Comment 6 E. C. Masloch 2022-08-27 10:54:46 PDT
I used git bisect on the NASM repo, running the following scriptlet to build and test NASM:

$ git clean -x -d -f; touch config/undef.h; ./autogen.sh; ./configure; make; git checkout autoconf; /usr/bin/time --format="%M KiB" ./nasm ~/wwwecm/test/20220825/test.asm

This test resulted in less than 7 MiB of memory use for good revisions, more than 2.8 GiB for bad revisions. I started with https://github.com/netwide-assembler/nasm/commit/52266ad42490f48b91a70efb5c2f93ea281eeb60 as the good revision and https://github.com/netwide-assembler/nasm/commit/3aebb20f123033dcd767f0abc46b18cbefed8091 as the bad revision. First bad revision is https://github.com/netwide-assembler/nasm/commit/de7acc3a46cb3da52464d246b814f8bf059a0360

de7acc3a46cb3da52464d246b814f8bf059a0360 is the first bad commit
commit de7acc3a46cb3da52464d246b814f8bf059a0360
Author: H. Peter Anvin (Intel) <hpa@zytor.com>
Date:   Mon Aug 19 17:52:55 2019 -0700

    preproc: defer %00, %? and %?? expansion for nested macros, cleanups

    BR 3392603: When doing nested macro definitions, we need %00, %? and
    %?? expansion to be deferred to actual expansion time, just as the
    other parameters.

    Do major cleanups to the mmacro expansion code.

    Reported-by: Alexandre Audibert <alexandre.audibert@outlook.fr>
    Signed-off-by: H. Peter Anvin (Intel) <hpa@zytor.com>

 asm/preproc.c | 713 ++++++++++++++++++++++++++++++++--------------------------
 1 file changed, 400 insertions(+), 313 deletions(-)
Comment 7 E. C. Masloch 2022-08-27 11:34:07 PDT
Here's the fix. I don't understand the dup_tlist behaviour enough (yet) to avoid using it, but adding free_tlist fixes the memory leak.

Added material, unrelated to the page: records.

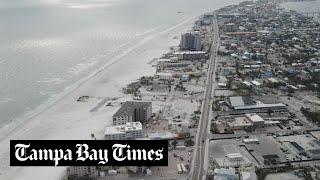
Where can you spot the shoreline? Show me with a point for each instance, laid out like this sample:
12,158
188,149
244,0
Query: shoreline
53,108
19,121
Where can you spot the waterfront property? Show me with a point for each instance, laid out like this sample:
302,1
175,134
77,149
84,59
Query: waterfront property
132,111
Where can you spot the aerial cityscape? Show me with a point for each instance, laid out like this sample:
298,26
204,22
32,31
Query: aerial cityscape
235,92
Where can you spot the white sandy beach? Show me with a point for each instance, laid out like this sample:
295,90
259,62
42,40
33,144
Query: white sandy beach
65,118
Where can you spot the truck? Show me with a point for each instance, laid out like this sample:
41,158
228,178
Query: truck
179,169
184,169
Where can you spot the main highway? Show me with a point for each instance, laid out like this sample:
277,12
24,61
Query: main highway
197,171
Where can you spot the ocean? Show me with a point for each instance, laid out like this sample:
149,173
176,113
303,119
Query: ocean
48,45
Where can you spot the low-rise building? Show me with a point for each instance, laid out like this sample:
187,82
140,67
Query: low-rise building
132,111
82,172
129,131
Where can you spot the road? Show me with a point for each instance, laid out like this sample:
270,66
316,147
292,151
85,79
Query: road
197,169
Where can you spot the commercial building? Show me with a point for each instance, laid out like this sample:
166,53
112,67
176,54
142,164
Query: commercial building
129,131
82,172
255,119
190,41
221,174
132,111
190,55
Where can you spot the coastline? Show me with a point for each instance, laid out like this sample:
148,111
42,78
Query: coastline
65,118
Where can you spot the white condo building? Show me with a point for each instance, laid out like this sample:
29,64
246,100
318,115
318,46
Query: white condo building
128,131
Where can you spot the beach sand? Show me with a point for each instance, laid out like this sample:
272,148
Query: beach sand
65,118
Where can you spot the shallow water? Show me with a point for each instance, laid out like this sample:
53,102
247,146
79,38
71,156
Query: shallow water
47,45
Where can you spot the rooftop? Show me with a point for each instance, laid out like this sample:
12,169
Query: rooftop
127,108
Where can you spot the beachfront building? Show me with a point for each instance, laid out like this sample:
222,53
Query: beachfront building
190,41
129,131
190,55
82,172
132,111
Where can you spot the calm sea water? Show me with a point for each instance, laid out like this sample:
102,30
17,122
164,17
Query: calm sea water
46,45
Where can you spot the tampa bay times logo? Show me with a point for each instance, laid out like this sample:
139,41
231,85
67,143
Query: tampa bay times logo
88,153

diff --git a/asm/preproc.c b/asm/preproc.c
--- a/asm/preproc.c
+++ b/asm/preproc.c
@@ -5333,8 +5333,9 @@ static Token *expand_mmac_params(Token * tlin
e)
             tt = tokenize(tok_text(t));
             tt = expand_mmac_params(tt);
             tt = expand_smacro(tt);
-            /* Why dup_tlist() here? We should own tt... */
+            /* *tail = tt; */
             dup_tlist(tt, &tail);
+            free_tlist(tt);
             text = NULL;
             change = true;
             break;
Comment 8 E. C. Masloch 2022-08-27 11:43:16 PDT
Better patch, recreating the behaviour of dup_tlist then free_tlist without actually duplicating the tokens:

diff --git a/asm/preproc.c b/asm/preproc.c
--- a/asm/preproc.c
+++ b/asm/preproc.c
@@ -5329,12 +5329,17 @@ static Token *expand_mmac_params(Token * tl
ine)
         case TOKEN_INDIRECT:
         {
             Token *tt;
+            Token *teach;

             tt = tokenize(tok_text(t));
             tt = expand_mmac_params(tt);
             tt = expand_smacro(tt);
-            /* Why dup_tlist() here? We should own tt... */
-            dup_tlist(tt, &tail);
+            *tail = tt;
+            list_for_each(teach, tt) {
+               tail = &teach->next;
+            }
+            /* dup_tlist(tt, &tail);
+            free_tlist(tt); */
             text = NULL;
             change = true;
             break;
Comment 9 E. C. Masloch 2022-08-27 11:54:40 PDT
Patch could probably use list_last instead: https://github.com/netwide-assembler/nasm/blob/3aebb20f123033dcd767f0abc46b18cbefed8091/include/nasmlib.h#L282

But that's just optimisation.
Comment 10 H. Peter Anvin 2022-11-21 12:10:19 PST
Fix checked in. Huge thanks for tracking this down!